Она опять залилась смехом. «Это плохие писатели говорят „серебристый смех“, а ведь, действительно, точно серебро звенит…»
— Какой вы глупый!
— Катя! — еще строже сказал клоун.
— Он не обидится. Он знает, что он умен. Вы страшно умный, в сто раз умнее меня, но в цирке вы, милый, не смыслите ничего. Выстрел — это пустяки, никакой опасности, падаешь на сетку, как на постель. Это мы в России выдумали, говорят, за границей они еще выстрела не знают, такие дураки!.. А вот когда у Карло проклятое двойное, я дрожу как осиновый лист: нет ничего проще убиться. А тут он еще себе вбил в голову тройное сальто-мортале! Он сумасшедший, Карло!..
«Из-за чужого она верно не дрожала бы как осиновый лист… Если б Карло разбился, она наверное досталась бы мне, — неожиданно подумал Николай Сергеевич. «Отбивать» ее у другого было, по его понятиям, недостойно. — А может быть, я боюсь его? — с еще более неприятным чувством спросил он себя. — Нет, не боюсь, хотя он страшный человек…» Мамонтов опять поцеловал руку Кате и простился.
— Значит, через полчаса после выстрела в фургоне, — сказал он. — Да, я найду, я помню, где ваш фургон.
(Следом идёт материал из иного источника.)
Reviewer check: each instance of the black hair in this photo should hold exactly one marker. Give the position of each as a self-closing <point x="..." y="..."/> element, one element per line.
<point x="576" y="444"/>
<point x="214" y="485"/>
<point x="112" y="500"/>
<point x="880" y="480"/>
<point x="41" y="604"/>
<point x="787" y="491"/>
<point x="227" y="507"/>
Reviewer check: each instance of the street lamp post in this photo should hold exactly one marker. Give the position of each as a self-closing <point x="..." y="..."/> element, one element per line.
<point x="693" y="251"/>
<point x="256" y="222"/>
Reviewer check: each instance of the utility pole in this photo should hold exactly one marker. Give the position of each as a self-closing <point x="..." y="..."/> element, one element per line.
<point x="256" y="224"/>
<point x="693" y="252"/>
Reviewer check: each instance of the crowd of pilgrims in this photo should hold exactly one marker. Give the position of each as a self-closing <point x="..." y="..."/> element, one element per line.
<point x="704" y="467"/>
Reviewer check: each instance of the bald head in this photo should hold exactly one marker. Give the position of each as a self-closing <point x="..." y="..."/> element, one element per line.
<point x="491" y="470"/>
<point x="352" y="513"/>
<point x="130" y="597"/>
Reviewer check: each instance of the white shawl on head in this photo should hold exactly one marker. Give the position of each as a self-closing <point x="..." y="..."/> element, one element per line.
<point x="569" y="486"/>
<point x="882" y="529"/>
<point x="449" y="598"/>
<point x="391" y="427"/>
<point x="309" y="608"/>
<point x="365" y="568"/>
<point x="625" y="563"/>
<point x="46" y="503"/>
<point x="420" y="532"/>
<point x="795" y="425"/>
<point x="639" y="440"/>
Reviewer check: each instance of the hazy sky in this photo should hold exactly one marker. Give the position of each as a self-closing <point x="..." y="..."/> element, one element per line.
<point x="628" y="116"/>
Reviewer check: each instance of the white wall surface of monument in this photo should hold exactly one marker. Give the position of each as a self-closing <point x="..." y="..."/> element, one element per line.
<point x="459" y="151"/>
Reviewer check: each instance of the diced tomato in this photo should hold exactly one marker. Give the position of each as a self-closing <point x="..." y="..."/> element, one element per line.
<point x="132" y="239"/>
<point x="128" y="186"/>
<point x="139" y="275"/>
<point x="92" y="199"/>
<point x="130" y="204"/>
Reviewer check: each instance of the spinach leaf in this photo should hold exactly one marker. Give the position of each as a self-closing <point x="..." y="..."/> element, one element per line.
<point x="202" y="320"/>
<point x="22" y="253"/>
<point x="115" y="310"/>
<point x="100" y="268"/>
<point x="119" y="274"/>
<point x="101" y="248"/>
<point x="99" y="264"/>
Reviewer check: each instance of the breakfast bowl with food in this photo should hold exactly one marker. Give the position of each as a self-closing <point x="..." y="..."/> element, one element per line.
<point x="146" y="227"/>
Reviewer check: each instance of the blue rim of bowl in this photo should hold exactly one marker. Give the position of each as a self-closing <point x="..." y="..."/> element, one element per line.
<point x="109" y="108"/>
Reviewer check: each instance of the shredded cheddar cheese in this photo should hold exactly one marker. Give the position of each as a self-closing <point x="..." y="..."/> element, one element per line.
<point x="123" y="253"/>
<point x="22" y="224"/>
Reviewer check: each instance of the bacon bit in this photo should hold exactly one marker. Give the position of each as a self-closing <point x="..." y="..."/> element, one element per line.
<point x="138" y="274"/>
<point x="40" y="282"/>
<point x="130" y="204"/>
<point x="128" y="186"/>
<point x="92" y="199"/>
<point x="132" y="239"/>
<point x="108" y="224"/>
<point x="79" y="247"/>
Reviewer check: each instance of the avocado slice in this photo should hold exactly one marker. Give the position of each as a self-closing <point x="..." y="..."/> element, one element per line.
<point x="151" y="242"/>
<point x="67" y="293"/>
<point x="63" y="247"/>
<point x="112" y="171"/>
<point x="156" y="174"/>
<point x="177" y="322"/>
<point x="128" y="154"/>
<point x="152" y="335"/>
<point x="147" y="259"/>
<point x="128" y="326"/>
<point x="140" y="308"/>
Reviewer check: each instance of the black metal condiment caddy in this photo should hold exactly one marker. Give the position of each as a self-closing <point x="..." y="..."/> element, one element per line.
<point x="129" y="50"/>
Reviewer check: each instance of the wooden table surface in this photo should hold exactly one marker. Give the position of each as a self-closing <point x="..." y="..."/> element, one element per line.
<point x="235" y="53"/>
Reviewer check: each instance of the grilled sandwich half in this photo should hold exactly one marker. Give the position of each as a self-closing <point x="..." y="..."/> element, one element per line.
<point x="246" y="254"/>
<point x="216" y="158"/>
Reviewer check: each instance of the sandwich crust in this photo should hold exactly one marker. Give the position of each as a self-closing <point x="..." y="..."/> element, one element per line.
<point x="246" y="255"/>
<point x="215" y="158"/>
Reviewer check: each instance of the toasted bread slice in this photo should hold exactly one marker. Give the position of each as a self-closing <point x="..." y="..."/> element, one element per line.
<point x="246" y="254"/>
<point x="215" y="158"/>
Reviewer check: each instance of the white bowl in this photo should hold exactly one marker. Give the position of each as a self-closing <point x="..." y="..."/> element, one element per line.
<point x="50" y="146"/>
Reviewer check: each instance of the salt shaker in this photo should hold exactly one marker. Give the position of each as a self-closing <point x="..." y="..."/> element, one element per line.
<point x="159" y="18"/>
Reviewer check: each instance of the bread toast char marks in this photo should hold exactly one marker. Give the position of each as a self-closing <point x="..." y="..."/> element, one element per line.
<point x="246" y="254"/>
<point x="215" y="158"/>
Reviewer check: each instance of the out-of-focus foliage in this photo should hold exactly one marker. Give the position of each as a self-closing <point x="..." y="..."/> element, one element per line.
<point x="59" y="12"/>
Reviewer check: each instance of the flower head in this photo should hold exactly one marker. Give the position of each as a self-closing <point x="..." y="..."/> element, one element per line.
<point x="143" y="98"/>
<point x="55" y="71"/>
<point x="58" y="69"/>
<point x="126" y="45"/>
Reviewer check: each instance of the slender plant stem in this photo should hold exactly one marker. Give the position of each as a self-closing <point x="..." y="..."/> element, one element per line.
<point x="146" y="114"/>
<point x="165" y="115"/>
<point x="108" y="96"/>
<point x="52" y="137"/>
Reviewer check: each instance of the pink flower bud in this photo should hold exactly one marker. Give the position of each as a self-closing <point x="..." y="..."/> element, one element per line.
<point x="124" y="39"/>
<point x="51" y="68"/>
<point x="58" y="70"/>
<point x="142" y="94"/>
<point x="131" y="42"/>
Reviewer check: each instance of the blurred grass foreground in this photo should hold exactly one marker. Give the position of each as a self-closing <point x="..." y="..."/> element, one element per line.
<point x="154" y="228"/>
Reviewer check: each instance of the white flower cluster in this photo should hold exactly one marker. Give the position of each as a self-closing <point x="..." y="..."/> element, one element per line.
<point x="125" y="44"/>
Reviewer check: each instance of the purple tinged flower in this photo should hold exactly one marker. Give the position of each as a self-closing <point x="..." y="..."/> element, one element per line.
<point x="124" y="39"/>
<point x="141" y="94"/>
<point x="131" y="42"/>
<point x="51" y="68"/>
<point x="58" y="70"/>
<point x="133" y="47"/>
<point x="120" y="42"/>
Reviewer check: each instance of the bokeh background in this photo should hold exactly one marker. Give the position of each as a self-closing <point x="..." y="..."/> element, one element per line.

Когда он занял свое место, Карло Диабелли уже стоял на арене с длинным бичом в руке. Музыканты на балконе играли старенький, милый общеизвестностью галоп. Первая лошадь из белой шестерки перескочила через низкий барьер и размеренным галопом пошла кругом вдоль барьера. Медленно поворачиваясь на каблуках, Карло следил за ней взглядом. Когда она поравнялась с ним, он без заметного публике разбега вскочил на седло и нашел равновесие, наклонивши к центру арены свое сжатое, точно ставшее более коротким тело. Это была единственная трудная часть «Венгерской почты». Вторая лошадь тяжело поскакала по кругу, поравнялась с первой и пошла рядом с ней. Карло перенес одну ногу на ее седло. Третья лошадь прошла между двумя первыми, под его ногами; он на ходу подхватил и развернул ее поводья. Через несколько минут Карло, стоя на двух лошадях, правил всей шестеркой, скакавшей цугом по краю арены и все ускорявшей ход. Проделав последний тур, он спрыгнул на песок, побежал наперерез шестерке и остановился, высоко подняв бич. Музыка оборвалась. Лошади остановились, выстроились в ряд и поднялись на дыбы, теперь изумляя, почти страша, точно невиданные звери, зрителей своей громадной величиной и мощью. Держась на задних ногах, перебирая в воздухе передними, они медленно попятились к барьеру под оглушительные щелчки бича и повелительные непонятные окрики Карло. Музыка опять заиграла, сливаясь с восторженными рукоплесканиями публики. Этот номер программы всегда имел огромный успех, но Карло им не гордился. Двойное сальто-мортале, связанное для него со смертельной опасностью, обычно оваций не вызывало.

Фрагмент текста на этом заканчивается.